Combinations of different wavelengths of light—including invisible wavelengths—reveal different properties of the Earth’s surface. (NASA image by Robert Simmon, using Landsat data.)

In addition to blue, green, and red wavelengths, the ETM+ sensor on Landsat 7 can detect infrared radiation, which enables it to distinguish—sometimes better than human eyes—between different rock types. The minerals that make up Earth’s rock layers have distinct chemical compositions and crystalline structures, and tend to reflect different wavelengths in unique ways. The differences occur in visible and infrared wavelengths, or what remote sensing scientists refer to as spectral bands. “Using the seven discrete spectral bands in the Landsat ETM+ sensor,” Emerson says, “image analysts can use different combinations of reflectance to identify different land cover materials.”

Anemone and Emerson aren’t the first scientists to turn to remote sensing for fossil hunting. One of their colleagues at the Denver Museum of Nature and Science, Richard Stucky, started working with NASA to explore Landsat’s potential in the mid-1980s. Stucky and colleagues produced a series of “false terrain” images designed to show contrast between different rock types.

Natural-color visible light image of the Great Divide Basin.
Map of the geology of the Great Divide Basin.

Geology is often visible from space, especially in areas with little to no vegetation, like Wyoming badlands. Compare this natural-color satellite image (top) with a geologic map (lower), compiled from surveys on the ground. Each color represents a different land surface, including different rock types, sand dunes, and deposits from dried-up lakes. (NASA image by Robert Simmon, using Landsat data. Map adapted from the Geologic Map of Wyoming.)

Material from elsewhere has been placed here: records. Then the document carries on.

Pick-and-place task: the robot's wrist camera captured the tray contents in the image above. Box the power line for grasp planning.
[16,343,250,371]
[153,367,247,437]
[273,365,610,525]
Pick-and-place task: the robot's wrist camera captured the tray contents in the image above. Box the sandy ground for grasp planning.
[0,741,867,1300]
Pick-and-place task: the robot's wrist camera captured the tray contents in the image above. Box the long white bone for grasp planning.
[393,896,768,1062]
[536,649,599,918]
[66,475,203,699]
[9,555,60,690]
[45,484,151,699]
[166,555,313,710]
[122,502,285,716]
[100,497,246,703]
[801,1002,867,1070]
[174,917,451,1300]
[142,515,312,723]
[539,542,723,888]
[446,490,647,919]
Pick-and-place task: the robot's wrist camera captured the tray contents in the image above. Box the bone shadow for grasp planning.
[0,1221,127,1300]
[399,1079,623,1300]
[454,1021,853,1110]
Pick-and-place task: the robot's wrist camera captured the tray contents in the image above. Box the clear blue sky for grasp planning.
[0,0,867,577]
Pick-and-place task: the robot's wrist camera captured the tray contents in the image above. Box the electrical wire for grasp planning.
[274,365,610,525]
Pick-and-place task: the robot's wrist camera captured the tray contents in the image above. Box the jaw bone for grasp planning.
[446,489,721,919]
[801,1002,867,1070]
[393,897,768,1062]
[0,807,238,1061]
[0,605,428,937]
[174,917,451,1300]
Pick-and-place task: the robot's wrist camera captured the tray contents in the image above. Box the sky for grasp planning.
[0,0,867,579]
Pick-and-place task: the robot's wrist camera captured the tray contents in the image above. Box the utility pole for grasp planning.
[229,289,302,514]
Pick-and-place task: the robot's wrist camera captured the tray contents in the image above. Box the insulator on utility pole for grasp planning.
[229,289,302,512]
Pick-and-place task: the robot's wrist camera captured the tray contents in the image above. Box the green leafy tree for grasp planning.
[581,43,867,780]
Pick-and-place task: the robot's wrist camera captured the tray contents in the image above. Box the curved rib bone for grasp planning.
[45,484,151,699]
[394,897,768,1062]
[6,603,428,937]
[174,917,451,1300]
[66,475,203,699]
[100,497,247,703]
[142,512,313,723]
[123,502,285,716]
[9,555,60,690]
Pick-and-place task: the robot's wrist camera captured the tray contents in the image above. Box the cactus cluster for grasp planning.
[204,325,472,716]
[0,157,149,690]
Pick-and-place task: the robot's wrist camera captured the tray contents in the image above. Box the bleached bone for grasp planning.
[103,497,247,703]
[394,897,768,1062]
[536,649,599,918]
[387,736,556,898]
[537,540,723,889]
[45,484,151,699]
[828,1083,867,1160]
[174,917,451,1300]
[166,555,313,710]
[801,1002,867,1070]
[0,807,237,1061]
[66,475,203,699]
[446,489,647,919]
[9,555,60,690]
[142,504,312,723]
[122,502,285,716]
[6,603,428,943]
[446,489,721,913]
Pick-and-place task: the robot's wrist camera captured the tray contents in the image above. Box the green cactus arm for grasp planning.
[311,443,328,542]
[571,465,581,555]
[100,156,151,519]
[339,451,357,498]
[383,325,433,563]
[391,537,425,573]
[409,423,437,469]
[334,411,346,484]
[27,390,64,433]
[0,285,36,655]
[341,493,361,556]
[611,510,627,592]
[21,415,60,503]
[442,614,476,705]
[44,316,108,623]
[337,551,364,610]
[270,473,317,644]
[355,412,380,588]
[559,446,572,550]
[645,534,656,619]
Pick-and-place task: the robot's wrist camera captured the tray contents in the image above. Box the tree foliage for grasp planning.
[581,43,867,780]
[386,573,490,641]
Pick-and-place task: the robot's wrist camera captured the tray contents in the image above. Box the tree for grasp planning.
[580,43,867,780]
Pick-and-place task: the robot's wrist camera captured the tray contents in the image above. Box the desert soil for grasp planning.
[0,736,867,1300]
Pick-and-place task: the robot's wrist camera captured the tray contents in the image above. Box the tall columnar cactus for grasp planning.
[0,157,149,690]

“Suppose you have a landscape with rock layers from different geologic periods and very clear separations—what we call ‘unconformities’—between them,” Stucky says. “And suppose you know that one rock layer has high silica content and another has high clay content.” By acquiring satellite images of the unconformities and then confirming the rock types through on-site human inspection, Stucky and other researchers thought they could create computer software to distinguish between the rocks.

In the early days, Stucky had doubts about whether the approach would work. “I remember one image that showed a black dot in the middle of this big exposure, and we couldn’t imagine what it might be,” he says. He was worried that Landsat wasn’t showing the land surface accurately, and if so, it wouldn’t be much use in locating fossil-rich sites. “We went out and looked, and it turned out to be a trash dump. Landsat picked up on the iron content in the abandoned cars.” The ground-truth exercise allayed Stucky’s early fears.

Detecting an iron-rich trash dump isn’t the same as distinguishing between different types of rock, but it did show that Landsat sensors could take advantage of the different ways that minerals reflect light. Stucky was impressed with the early results. “They weren’t perfect, but they were pretty good. It was a promising start.”